Такова платоновская солнечная генологическая эстетика в том виде, как ее нужно понимать в свете современных достижений истории античной эстетики и философии.

7. Любовь

Соматизм, вытекающий, как мы видели, из основной космологической концепции, заставляет Платона при построении его эстетики обращать самое серьезное внимание и на внутреннее состояние субъекта, обладающего способностью видеть. Платон и здесь не останавливается на отдельных то более, то менее выраженных моментах, а берет человеческую субъективность тоже в ее предельном выражении, тоже как предельное философское понятие. То, что человек ест, пьет, ходит, спит, так или иначе действует, все это для Платона только приближенные моменты окончательного субъективного предела. Этот субъективный предел заключается в постоянном стремлении утверждать себя и в жизни и в вечности.

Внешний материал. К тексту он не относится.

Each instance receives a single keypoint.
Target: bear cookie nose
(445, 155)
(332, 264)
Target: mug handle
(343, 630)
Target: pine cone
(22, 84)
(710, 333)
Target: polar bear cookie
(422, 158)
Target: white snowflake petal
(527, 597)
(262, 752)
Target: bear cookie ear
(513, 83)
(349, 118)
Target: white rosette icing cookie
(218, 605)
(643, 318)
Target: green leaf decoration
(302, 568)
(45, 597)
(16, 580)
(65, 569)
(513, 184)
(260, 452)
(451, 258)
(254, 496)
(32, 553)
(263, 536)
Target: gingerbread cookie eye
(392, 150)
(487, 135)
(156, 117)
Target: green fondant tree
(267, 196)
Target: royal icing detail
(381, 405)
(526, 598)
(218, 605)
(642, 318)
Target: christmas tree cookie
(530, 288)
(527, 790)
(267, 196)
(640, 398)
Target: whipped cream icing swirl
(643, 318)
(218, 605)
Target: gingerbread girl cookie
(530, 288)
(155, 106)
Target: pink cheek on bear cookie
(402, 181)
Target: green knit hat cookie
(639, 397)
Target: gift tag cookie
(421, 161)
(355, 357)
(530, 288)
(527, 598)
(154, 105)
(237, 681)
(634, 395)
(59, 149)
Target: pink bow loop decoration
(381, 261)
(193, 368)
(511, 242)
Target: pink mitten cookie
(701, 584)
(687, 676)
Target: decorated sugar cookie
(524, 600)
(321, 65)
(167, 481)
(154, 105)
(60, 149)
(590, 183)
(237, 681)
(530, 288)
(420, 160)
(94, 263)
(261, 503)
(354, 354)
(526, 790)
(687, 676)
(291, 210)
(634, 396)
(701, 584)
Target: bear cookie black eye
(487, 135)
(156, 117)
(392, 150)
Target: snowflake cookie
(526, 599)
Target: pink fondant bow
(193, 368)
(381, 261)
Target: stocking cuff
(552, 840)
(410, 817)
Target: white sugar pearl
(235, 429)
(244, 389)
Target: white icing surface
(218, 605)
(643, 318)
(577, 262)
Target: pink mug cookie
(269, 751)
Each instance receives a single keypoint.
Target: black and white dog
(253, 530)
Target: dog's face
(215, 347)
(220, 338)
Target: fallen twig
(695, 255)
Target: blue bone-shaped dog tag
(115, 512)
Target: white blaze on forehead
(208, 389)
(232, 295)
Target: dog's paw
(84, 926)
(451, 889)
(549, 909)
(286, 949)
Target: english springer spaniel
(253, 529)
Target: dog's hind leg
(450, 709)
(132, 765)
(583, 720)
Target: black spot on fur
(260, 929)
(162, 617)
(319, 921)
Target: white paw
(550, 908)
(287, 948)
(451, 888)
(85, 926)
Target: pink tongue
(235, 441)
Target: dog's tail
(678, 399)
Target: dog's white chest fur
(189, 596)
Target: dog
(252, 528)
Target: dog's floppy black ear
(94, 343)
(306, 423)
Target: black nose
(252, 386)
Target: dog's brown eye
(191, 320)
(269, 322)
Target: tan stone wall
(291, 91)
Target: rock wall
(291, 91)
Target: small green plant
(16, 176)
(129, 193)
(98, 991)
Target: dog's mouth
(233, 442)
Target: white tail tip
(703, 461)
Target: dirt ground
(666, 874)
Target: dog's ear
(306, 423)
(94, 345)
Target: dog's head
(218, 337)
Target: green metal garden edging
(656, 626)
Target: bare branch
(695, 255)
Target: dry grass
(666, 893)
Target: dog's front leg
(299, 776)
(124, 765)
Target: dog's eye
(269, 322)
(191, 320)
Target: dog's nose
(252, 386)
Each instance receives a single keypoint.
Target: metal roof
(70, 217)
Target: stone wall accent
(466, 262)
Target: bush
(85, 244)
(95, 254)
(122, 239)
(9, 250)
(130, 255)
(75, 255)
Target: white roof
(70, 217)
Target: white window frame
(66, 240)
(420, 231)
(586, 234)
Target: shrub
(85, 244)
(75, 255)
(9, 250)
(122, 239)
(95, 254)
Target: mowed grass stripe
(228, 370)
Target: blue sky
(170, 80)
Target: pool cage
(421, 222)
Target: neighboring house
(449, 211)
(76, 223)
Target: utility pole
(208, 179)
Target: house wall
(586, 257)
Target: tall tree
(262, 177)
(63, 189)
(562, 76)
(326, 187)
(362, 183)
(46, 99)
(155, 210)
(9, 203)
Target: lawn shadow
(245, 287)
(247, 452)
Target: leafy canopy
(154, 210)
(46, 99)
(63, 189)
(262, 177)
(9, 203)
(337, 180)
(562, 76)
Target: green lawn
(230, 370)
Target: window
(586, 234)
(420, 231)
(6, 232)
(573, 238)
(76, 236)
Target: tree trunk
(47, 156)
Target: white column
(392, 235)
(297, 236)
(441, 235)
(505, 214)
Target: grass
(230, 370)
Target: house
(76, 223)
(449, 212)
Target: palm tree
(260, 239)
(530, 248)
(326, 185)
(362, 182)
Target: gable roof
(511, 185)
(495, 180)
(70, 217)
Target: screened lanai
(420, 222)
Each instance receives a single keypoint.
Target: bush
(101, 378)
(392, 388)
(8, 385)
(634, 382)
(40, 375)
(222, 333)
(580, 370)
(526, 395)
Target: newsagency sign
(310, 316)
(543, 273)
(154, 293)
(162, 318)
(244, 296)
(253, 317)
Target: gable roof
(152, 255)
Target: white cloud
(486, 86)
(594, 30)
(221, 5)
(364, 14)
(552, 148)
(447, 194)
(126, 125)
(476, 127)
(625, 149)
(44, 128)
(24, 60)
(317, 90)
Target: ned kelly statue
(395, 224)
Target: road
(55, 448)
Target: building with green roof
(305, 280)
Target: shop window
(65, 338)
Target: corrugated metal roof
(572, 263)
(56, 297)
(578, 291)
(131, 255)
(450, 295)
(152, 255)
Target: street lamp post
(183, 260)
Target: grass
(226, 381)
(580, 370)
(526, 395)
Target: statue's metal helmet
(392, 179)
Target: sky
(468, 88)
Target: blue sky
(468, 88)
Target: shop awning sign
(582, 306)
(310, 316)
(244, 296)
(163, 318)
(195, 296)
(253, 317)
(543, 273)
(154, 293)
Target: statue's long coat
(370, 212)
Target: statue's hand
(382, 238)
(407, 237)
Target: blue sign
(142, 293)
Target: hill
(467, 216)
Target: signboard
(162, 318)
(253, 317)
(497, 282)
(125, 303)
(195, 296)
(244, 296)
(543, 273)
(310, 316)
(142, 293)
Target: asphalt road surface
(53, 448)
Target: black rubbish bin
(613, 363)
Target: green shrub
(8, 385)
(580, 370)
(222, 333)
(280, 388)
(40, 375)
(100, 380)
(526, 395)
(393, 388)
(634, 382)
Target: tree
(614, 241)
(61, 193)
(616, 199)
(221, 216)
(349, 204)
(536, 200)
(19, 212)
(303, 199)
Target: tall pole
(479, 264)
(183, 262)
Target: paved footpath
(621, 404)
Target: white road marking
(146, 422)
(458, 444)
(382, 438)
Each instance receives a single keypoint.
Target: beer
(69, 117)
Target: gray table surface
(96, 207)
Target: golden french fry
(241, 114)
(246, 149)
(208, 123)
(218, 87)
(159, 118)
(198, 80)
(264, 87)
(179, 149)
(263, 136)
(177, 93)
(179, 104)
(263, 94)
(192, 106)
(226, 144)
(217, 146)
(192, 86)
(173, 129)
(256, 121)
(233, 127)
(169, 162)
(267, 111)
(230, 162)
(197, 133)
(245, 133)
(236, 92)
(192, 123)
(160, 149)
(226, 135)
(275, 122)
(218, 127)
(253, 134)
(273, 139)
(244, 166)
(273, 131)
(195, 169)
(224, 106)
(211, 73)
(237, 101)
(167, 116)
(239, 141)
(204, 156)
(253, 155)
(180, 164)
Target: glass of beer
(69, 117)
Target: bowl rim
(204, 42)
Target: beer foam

Но человек смертен, и утверждать себя он может только в своих порождениях, которые будут иметь свои собственные порождения и т.д. вплоть до бесконечности.

Это порождение себя в другом не может быть результатом какой-нибудь одной субъективной способности. Ни рассудок, ни воля, ни чувства не могут иметь здесь желательного для Платона предельного значения. Предельное значение здесь - это только страсть, самая элементарная, самая безумная, самая животная, вечная страсть порождать себя в другом, а это значит - любовь. Интереснейшим образом, рисуя свою эстетику любви, Платон не употребляет таких терминов, которые говорили бы о любви в каком-нибудь более "обыкновенном" или в каком-нибудь более "приличном" смысле. Нет, глагол agapao его здесь не устраивал, поскольку этот глагол указывает в греческом языке на разного рода внутренние симпатии к тем или иным объективно данным вещам, событиям или людям. Здесь Платона не устраивают даже такие глаголы, как phileo или stergo, поскольку первый из них обозначает только дружественные отношения, а второй слишком связан с отношениями общественными.

Нет, Платон берет тут глагол erao, обозначающий именно страстное и безумное любовное влечение, и пользуется существительным eros, обозначающим это влечение в субстантивированной форме. Платон пользуется здесь картинами именно влечения, безотчетной и бессознательной, вполне животной страстности. Это не просто какая-нибудь эмоция или чувство. Нет, это жизненный инстинкт, вложенный в человека от природы, и неизменно, а зачастую и вполне безумно влекущий человека к продолжению рода. Но это далеко не все.